Making a Difference – Part 2

Caitlin’s Smiles

The loss of a loved one never sits well, but the loss of a child is every parent’s worst fear. For one mother who has endured this painful loss, what has turned out to be her greatest tragedy has led to one of her greatest triumphs – putting smiles on the faces of unwell children.

Cheryl Hornung is the founder of Caitlin’s Smiles. The organization was founded in honor of Caitlin, Hornung’s first-born child, who was diagnosed with a malignant brain tumor at the age of 4. She spent the next three and a half years battling for her life but unfortunately passed away in 2000, shortly before her 8th birthday.

Caitlin had a love for art, which was one of the things that helped her through her fight with cancer.

“Every time Caitlin went to the hospital, I tried to keep a backpack filled with arts and crafts things,” explains Hornung. “We started carrying the backpack because with her surgeries and chemo treatments, she might sleep during the day and be up all night when playrooms were closed or it was quiet time.”

After Caitlin passed, Hornung had the idea of making arts and crafts bags for children who are battling severe illnesses.

The main service of Caitlin’s Smiles is to provide Bags of Smiles, which are decorated bags filled with crayons or markers, a coloring book, journal, book, Play-Doh, two craft kits and a homemade card. They also provide craft kits, which come in nearly 40 different types.

Elise Stroup, 74, has been a volunteer for Caitlin’s Smiles since 2004. This organization means a great deal to her as she too lost a daughter who passed just before her 9th birthday.

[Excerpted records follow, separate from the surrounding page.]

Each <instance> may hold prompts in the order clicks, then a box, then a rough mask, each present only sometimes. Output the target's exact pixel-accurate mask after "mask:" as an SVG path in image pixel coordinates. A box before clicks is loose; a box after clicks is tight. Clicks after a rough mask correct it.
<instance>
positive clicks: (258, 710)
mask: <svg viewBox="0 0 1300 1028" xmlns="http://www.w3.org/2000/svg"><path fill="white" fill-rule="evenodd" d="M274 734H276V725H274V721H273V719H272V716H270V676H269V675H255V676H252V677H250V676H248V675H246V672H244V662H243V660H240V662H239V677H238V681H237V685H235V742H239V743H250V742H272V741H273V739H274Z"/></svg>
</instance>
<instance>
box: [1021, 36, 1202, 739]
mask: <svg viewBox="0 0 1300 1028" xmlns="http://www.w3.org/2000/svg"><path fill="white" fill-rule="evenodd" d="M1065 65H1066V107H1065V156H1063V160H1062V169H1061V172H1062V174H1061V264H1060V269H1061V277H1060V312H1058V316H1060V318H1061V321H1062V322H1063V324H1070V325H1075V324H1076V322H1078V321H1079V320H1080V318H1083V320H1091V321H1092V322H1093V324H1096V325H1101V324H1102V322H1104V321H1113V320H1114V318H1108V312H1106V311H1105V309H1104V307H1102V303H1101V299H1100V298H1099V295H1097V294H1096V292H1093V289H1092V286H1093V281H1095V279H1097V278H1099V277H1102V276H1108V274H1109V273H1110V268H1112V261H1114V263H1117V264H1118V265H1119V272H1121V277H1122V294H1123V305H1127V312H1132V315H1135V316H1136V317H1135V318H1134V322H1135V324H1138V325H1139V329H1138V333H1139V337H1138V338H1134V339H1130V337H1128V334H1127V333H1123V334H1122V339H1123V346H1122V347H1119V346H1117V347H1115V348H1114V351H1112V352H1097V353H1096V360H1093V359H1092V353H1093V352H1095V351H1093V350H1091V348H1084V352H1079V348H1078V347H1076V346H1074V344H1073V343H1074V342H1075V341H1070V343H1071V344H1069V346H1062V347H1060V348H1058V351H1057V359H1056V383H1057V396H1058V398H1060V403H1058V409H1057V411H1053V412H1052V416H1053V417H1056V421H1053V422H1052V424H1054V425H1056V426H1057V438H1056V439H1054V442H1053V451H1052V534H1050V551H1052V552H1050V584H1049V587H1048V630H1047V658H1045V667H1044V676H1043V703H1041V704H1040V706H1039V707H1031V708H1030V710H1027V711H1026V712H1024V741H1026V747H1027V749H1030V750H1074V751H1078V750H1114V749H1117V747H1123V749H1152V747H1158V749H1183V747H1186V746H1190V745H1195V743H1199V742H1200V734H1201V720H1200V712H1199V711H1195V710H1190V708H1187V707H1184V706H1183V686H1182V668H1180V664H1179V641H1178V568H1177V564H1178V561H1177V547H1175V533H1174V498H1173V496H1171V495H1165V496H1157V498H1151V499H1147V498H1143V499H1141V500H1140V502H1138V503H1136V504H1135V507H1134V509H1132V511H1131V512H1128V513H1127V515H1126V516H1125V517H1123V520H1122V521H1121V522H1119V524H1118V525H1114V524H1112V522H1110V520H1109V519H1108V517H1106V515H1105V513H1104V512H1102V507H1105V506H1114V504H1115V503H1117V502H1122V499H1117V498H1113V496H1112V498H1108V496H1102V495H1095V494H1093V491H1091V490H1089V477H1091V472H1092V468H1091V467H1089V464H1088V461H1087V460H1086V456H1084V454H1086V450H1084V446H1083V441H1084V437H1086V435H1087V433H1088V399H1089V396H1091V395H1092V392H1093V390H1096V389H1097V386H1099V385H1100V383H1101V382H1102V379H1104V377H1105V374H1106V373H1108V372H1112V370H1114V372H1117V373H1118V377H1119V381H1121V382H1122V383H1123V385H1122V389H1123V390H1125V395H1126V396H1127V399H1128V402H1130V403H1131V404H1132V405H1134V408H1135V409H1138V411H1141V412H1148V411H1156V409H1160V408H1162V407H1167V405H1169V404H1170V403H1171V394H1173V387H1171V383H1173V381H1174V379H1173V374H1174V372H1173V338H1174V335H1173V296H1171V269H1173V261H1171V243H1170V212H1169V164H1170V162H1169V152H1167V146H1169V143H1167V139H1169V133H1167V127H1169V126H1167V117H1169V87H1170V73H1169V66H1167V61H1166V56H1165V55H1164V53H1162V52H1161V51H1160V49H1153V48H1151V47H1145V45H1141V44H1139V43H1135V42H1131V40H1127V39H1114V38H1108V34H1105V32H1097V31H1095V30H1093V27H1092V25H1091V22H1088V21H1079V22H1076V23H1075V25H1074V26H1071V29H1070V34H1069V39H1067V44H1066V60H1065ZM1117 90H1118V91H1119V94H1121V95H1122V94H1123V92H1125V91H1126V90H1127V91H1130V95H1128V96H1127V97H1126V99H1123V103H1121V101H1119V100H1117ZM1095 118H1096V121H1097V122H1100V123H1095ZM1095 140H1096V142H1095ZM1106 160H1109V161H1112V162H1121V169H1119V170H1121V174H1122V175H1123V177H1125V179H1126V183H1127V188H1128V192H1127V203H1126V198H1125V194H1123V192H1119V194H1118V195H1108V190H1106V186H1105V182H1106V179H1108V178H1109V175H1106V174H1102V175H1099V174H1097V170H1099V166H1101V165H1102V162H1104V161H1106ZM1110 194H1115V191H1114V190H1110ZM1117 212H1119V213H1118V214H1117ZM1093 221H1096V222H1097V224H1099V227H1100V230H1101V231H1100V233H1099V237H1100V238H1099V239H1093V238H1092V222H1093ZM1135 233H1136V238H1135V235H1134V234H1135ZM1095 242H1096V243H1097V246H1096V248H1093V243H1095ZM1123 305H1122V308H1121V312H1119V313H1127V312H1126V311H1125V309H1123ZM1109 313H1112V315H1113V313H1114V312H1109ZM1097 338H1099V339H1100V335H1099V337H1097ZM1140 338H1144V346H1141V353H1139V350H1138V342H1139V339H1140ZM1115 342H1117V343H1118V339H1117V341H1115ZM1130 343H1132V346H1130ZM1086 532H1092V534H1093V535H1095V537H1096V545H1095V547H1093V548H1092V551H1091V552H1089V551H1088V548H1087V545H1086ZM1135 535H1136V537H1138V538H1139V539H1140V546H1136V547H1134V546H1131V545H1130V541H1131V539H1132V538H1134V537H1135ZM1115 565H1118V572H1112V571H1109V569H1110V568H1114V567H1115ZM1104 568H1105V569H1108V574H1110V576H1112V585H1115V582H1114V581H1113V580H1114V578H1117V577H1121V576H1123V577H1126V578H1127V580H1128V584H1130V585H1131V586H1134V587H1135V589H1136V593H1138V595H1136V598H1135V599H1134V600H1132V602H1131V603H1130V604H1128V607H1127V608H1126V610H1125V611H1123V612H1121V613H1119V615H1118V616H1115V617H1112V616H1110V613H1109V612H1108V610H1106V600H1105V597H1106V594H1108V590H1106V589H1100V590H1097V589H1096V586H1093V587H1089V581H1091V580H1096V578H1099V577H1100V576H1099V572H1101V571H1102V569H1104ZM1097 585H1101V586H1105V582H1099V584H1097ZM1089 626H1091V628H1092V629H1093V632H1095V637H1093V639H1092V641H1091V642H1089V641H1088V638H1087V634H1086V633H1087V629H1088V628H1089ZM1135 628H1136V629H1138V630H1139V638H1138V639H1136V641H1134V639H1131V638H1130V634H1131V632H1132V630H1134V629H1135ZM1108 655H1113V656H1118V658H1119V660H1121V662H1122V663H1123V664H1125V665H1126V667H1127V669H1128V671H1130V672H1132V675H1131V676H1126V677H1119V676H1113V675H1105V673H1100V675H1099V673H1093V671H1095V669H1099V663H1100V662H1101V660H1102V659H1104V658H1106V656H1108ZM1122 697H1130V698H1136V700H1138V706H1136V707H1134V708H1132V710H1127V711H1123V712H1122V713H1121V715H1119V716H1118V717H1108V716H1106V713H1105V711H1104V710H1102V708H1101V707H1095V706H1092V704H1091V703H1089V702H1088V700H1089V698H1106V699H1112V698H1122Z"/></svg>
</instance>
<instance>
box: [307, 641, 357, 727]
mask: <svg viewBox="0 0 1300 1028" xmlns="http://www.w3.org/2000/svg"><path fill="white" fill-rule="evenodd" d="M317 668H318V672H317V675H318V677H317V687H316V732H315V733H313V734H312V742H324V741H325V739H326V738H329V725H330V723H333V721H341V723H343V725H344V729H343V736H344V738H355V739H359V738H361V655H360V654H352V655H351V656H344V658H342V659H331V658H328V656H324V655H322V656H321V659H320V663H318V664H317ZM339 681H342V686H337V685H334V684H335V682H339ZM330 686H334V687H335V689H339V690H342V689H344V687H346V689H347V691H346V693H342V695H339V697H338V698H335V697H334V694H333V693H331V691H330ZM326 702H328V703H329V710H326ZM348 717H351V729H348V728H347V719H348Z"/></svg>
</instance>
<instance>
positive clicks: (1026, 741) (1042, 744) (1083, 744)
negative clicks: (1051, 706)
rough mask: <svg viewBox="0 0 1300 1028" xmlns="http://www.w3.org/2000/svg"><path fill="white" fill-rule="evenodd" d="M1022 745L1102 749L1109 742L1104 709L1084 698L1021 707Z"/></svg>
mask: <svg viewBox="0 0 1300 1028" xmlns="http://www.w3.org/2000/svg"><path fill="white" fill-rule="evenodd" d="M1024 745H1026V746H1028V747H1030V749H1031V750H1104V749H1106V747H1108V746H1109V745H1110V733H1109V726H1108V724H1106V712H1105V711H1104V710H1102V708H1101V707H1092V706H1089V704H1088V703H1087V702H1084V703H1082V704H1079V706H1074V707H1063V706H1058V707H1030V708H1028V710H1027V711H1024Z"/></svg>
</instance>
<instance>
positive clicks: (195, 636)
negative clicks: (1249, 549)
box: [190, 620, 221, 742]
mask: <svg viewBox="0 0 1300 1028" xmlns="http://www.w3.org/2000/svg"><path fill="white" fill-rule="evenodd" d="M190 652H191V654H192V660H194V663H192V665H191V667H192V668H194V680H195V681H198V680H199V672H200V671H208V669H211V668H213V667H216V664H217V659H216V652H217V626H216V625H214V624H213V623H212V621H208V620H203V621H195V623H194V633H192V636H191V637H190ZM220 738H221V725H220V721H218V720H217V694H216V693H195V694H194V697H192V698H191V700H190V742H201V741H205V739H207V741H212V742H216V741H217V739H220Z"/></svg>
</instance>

Both Stroup and Hornung recall the early days before all the volunteers started working with them and before moving to their current N. 6th Street location in Harrisburg.

“When we first started, we were taking craft kits home to put them together,” remembers Stroup. “And now this organization has grown so big and is still run by almost all volunteers.”

Hornung estimates that they now have nearly 800 volunteers with Caitlin’s Smiles, and this is a good thing for them for the fact that last year alone, there were nearly 13,000 Bags of Smiles handed out as well as a little under 133,000 craft kits. They welcome volunteers of all ages to volunteer and give back, something that not all organizations can offer. From preschool children to special-needs groups and adult day care centers, “everyone volunteers here.”

Beyond the colorful walls, rooms with workstations for volunteers and racks full of arts-and-crafts supplies, the things that mean the most are the photographs – a few of Caitlin herself and some of the first receivers of the Bags of Smiles, showing off their own sparkling, genuine grins from ear to ear.

“This makes me feel wonderful,” says Hornung. “Like floating on clouds. There are some days where I feel like I am working 24/7 and some days where I feel like we don’t have the money or the staff. And then stuff just appears. And we get thank yous and pictures of kids with smiles in the hospitals.”

“When thinking of a sick child in the hospital, who thinks of something for them to occupy their time to make them forget what is wrong and help the day go a little bit better?” asks Stroup. “Caitlin’s Smiles does.”